There is ample opportunity for us to learn many things about the 2020 presidential election if we allow ourselves to learn it. If you love democracy, you have to love and respect the large turnout of citizens expressing their constitutionally guaranteed right to free and fair elections. If you observe the nearly equal numbers who voted for each candidate you must acknowledge the nearly equal divide in the electorate. It is palpable that there is great intensity of passion on both sides of the ballot. If we acknowledge the intensity of the divide, then we must also acknowledge that unification and commonality will be hard to achieve in the near term. The citizens of our country did not get to this place of intense discord by ourselves. Our two political parties and the collective leadership of those parties share much of the responsibility for where we are.

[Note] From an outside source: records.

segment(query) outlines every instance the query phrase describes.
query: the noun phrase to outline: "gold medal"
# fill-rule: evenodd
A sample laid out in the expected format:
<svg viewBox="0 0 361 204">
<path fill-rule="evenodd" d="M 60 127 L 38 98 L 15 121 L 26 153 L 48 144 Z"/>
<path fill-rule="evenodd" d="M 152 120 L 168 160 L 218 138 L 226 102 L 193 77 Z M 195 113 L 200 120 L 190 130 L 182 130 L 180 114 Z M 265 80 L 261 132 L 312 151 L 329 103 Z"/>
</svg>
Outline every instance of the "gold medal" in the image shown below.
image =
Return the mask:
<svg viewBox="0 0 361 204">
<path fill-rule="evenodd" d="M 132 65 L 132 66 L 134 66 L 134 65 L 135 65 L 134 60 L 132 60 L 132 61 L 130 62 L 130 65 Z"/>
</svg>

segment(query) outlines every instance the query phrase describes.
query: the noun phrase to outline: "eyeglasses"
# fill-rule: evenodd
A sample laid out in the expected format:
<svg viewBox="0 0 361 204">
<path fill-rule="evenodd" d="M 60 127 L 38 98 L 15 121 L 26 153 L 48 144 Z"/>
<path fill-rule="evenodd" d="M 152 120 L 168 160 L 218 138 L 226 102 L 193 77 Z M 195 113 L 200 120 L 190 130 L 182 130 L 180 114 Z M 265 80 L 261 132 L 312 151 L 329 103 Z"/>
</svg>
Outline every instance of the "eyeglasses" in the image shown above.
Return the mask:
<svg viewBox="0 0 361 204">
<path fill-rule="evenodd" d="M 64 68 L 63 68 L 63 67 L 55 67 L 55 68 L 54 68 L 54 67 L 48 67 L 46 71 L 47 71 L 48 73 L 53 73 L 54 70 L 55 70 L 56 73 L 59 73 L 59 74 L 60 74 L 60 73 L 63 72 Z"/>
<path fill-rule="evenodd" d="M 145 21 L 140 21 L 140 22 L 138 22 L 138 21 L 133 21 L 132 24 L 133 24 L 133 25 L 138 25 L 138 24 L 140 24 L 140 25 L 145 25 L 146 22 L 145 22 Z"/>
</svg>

Those that were expecting massive change in political control did not get their expectations met. Control of the Senate remains, at this writing, in the hands of Republicans though with a slimmer margin — and Democrats saw their control of the house be reduced though still retained. If Democrats gain the White House, they will govern with some known realities. The collective house of our country is divided. Citizens in large numbers in both parties feel left out. The pandemic was on the ballot, but has not been defeated by the election. Quick and decisive actions leading to defeating COVID-19, while simultaneously focusing on the quick restoration of our economy, will go some distance towards reducing anxiety and the sting of political wounds that will be raw for some time. Political rhetoric and actions that are ideological in nature, and focused on blaming or demeaning the opposition as enemies, will be self-fulfilling in the reinforcement of the divide that exists.
The message and implication — that some want to make America great while others don’t — cannot win the day. We have the opportunity to make America great for all and, in doing so, search for the value of what each in that great divide want and find a pathway to forming a more perfect union in the process. This will be an especially difficult challenge if each party sees the other as an enemy rather than simply rivals that have mostly moderately different views and sometimes really big ones. Elections usually result in politicians feeling that they have won political capital that they must spend quickly — because they also know political capital erodes in a hurry. Often, we see a President elected who starts with their 100-day agenda. It would be a welcome change to see that 100-day agenda in 2021 be about reconciliation and inclusion, and a philosophy of governing that acknowledges the divide within us and leads toward unity where possible.